The World Health Organisation (WHO) also warned that the premature opening of schools in areas with high community transmission rates, could cause a surge in cases. The president said that the WHO’s warning will be taken seriously. The National Professional Teachers’ Organisation of South Africa (NAPTOSA) joined the South African Democratic Teachers Union (SADTU) in requesting a meeting with Basic Education minister Angie Motshekga, which hadn’t materialized by Thursday.
Speaking to VOC’s Breakfast Beat on Thursday morning, Naptosa’s Executive Director Basil Manuel explained that it was a misunderstanding that one union was “waiting” on the other and that it was instead “coincidental that their meetings were held on the same day”.
“We were unaware that SADTU went on TV calling for the suspension of school year whilst NAPTOSA was finalizing its debates. But we were informed by the same issues so it’s not surprising that they would have similar conclusions,” Manuel said.
Sadtu’s secretary-general Mugwena Maluleke is also quoted as saying that evidence on the ground showed there was no effective teaching and learning at schools during the current conditions.”
Manuel said that the union was taken aback by the number of students not attending school; “majority of whose parents” kept them at home. He also noted that many of those parents also didn’t have a plan for their children’s education, but that the fear was too high.
“We really agonised over this and came to the conclusion that now is the time to say to the minister we need a review. Given the evidence of infections and school attendance and, very importantly, the levels of anxiety. It is in the best interest of schools to close during the peak and then return,” reiterated Manuel.
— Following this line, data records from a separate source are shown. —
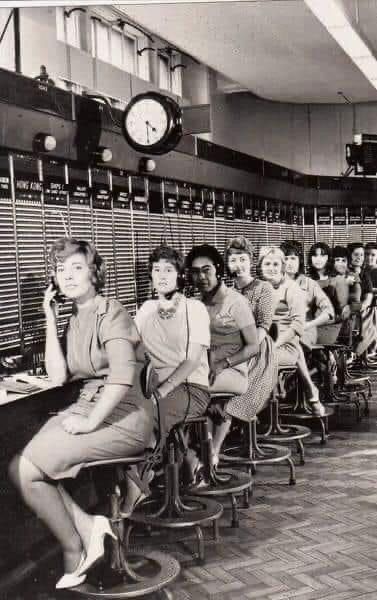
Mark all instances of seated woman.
[347,242,377,356]
[225,236,278,421]
[332,246,361,310]
[365,242,377,292]
[186,244,259,464]
[308,242,350,324]
[9,238,153,588]
[347,242,373,311]
[135,246,210,460]
[258,246,323,414]
[280,241,335,416]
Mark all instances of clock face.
[124,98,170,148]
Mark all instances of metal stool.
[183,404,252,527]
[274,360,334,446]
[70,455,180,599]
[258,367,312,465]
[221,417,296,485]
[125,424,223,564]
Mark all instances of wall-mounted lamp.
[33,133,56,152]
[137,46,156,56]
[170,63,187,71]
[110,19,154,44]
[138,156,156,173]
[92,146,113,162]
[64,6,86,19]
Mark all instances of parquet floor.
[8,390,377,600]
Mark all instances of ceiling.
[117,0,377,103]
Both unions, however, said that learning must continue, for which they made several proposals.
The first, Manuel said, was to “disburse the idea of saving the current academic year”. Presently, the method of online teaching or having learning content readily available “is the way to go”. He noted however that the foundation phases need to solely focus on the most important subjects and drop everything else. These include those such as language which will focus on reading for understanding as well as maths.
“If we do that, we will ensure that every child’s life chances a the school improve ten-fold. if we do that even when we have a break, then children can continue because text and types of reading exercise can be sent home. It doesn’t have to be electronic,” he elaborated.
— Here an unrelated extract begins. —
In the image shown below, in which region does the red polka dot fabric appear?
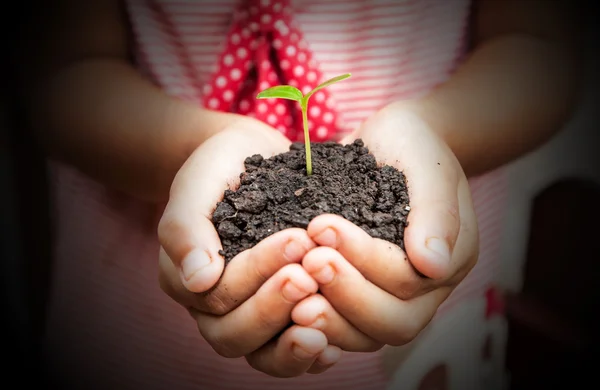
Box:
[203,0,338,142]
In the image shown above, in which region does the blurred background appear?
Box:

Crucial questions that also need to be answered include whether or not an exam is still relevant, considering the immense gap between those who were able to continue learning efficiently and those who could not due to financial or mobility constraints.
“Scope what needs to be covered and do not cover the entire syllabus- that gives equal chance to everyone in the system. We want a credible exam,” he added.
Commenting around the recent protest action by parents and teachers across the country, most notably in the Western Cape, Manuel also discouraged the use of avenues that would not reap results. Allegations of intimation of teachers by both the department and demonstrators, as well as the concern around the disruption of teaching and learning, were also raised.
“We mustn’t act irrationally. We must act within the bounds of the law. We are urging people not to “strike”. Follow the right course because it becomes too much of a drama trying to defend that later.”
The executive noted that the ball is now in the Department of Educations hands.
“People have to sit up and listen. If you look at the swarms of organisations coming out in support of the closure of schools during the peak, you will see the pressure is not on us – it’s on the minister (Motshekga) to explain why that is an unreasonable demand,” he said.